The ocean is a great moderating influence on the planet, soaking up heat around the tropics and depositing it in the cooler polar regions. Yet scientists know surprisingly little about how the sea does this - they estimate that the North Atlantic alone moves energy equivalent to the output of several hundred million power stations.

Last year oceanographers began their biggest international research initiative to learn more about ocean circulation. The first results from the World Ocean Circulation Experiment demonstrate just how complex the movement of sea water can be. They have also given scientists a glimpse of the amount of heat being exchanged between the oceans and the atmosphere. As part of the experiment,- researchers are monitoring the speed and direction of ocean currents, water temperature and salinity.
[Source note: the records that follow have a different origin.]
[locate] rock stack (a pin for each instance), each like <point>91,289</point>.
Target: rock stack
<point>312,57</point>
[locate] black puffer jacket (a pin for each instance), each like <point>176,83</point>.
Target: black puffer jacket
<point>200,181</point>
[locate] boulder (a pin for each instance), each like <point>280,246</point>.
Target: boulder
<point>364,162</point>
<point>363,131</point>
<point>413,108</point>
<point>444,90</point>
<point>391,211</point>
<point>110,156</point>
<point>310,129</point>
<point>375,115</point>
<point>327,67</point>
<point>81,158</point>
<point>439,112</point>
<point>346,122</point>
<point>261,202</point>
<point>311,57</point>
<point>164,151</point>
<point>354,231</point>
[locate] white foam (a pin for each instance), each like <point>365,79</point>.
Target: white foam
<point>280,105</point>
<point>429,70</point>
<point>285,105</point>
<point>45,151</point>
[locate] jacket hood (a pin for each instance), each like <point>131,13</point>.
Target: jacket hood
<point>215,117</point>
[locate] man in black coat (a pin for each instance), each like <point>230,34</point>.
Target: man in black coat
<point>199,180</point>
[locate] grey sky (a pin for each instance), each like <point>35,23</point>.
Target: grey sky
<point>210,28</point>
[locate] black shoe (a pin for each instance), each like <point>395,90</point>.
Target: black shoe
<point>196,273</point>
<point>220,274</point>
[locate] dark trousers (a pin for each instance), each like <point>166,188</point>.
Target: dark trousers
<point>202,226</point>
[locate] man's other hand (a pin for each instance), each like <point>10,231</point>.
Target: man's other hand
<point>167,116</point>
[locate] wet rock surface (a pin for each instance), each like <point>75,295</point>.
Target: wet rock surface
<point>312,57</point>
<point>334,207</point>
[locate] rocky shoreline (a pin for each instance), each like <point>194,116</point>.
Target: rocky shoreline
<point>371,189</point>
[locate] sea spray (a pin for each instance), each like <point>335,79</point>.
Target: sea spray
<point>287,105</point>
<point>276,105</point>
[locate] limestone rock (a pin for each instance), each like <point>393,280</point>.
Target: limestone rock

Research ships taking part will gather detailed measurements at 24,000 points or "stations" along carefully designated trans-ocean routes. This undertaking dwarfs the 8,000 hydrographic stations created in the past hundred years of ocean surveying. A fleet of ships, buoys, seabed sensors and satellites will collect so much data that Britain, one of the 40 countries taking part, has opened a research institute, the James Rennell Centre for Ocean Circulation in Southampton, to process them.

One of the justifications for the experiment, says John Woods, director of marine and atmospheric sciences at the Natural Environment Research Council, is that the oceans hold the key to understanding long-term changes in the global climate. The Earth has two "envelopes" - the ocean, consisting of slowly circulating water, and the atmosphere, made of fast-moving air. Far from being independent, they interact, one modifying the other until a balance is reached between them. The present balance came about at the end of the last Ice Age, about 10,000 years ago. Scientists hope that knowing more about the ocean's "weather patterns" will help them to predict climate changes further ahead.

Knowing how heat is moved around the ocean is crucial to such long-term forecasting. The top three metres of the ocean store more heat than all of the atmosphere. Some of the heat can be transported downward between 30 metres and several thousand metres. The deeper it goes, the longer it stays out of the atmosphere. Water heated in the equatorial region flows in shallow currents north or south towards the poles, where it releases its heat to the air and, as it becomes colder and denser, sinks to the sea floor, where it forms deep, cold currents that flow back to the equator.

John Gould, one of the British scientists taking part in the ocean circulation experiment, is discovering just how this occurs in the North Atlantic. Shallow currents, less than 500m deep, of warm water at about 8°C flow from the Atlantic into the Norwegian Sea, mainly along a path that follows the point where the continental shelf ends and the deep mid-ocean valleys begin. Meanwhile, at depths down to 5,000m, deep currents of cold water at about minus 1 °C flow south into the Atlantic along the deep ocean valleys. (Salt water at this depth does not freeze at 0°C.)

Sensors positioned on the seabed have given Dr Gould and his researchers an accurate assessment of just how much cold water is flowing back into the North Atlantic having given up its heat to the atmosphere over north-west Europe. In total, he estimates, about 5 million cubic metres of water per second flows in these deep currents between Greenland and the British Isles. This means the warm water of the

North Atlantic must be giving up about 200 million megawatts of energy to the atmosphere over north-west Europe. '

Research at the other end of the world, in the seas around Antarctica, is also finding that sea-floor topography plays a crucial role in determining the direction of ocean currents. In the past, oceanographers have assumed, for instance, that surface currents such as the Gulf Stream do not extend much beyond a kilometre in depth. But an analysis of currents in Antarctic waters has shown that currents are not concentrated in the top kilometre, but reach down to the submerged mountain ranges.

Dr Woods believes such research will help to save lives. "More deaths can be prevented by ocean forecasting than by weather forecasting, and our economic and social well-being are more vulnerable to change in the ocean than in the atmosphere."